The court of appeals rejected Patterson’s argument that he would have defended this case differently if he had known he could be charged with 1st-degree reckless homicide:

¶16      “‘When a defendant is charged with a crime he is automatically put on notice that he is subject to an alternative conviction of any lesser-included crime; the whole contains all its parts.’”  Kirby v. State, 86 Wis. 2d 292, 299-300, 272 N.W.2d 113 (Ct. App. 1978) (citation omitted).  “[N]otice and charge on the greater offense as a matter of law includes notice of the included crime.  Notice of the whole is notice of the parts.”  Geitner v.
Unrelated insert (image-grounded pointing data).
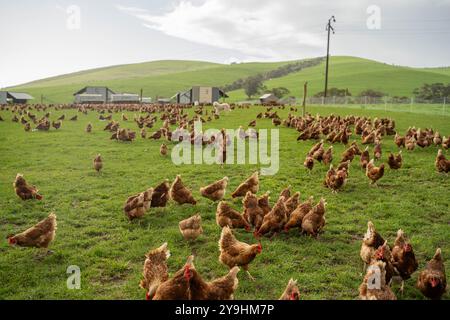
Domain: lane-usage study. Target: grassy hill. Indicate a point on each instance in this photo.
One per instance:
(94, 234)
(357, 75)
(165, 78)
(161, 78)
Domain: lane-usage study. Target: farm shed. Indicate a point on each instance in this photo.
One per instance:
(94, 95)
(14, 97)
(268, 98)
(125, 98)
(207, 95)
State, 59 Wis. 2d 128, 134, 207 N.W.2d 837 (1973).  Patterson concedes that first-degree reckless homicide is a lesser-included offense of first-degree intentional homicide.  The State requested the lesser-included offense based on Patterson’s testimony, which it was entitled to do.  See Moore v. State, 55 Wis. 2d 1, 7-8, 197 N.W.2d 820 (1972) (After the evidence is presented, the court may allow amendment of the complaint or information to conform to the proof where the amended charge is a lesser-included crime.).

The court of appeals also refused to consider Patterson’s claims of plain error on other aspects of the jury instructions because trial counsel didn’t object to them and this was not an exceptional case warranting a discretionary reversal.  And it declined to address Patterson’s sentencing issue because he failed to raise it in his postconviction motion.  Slip op. ¶¶18-19.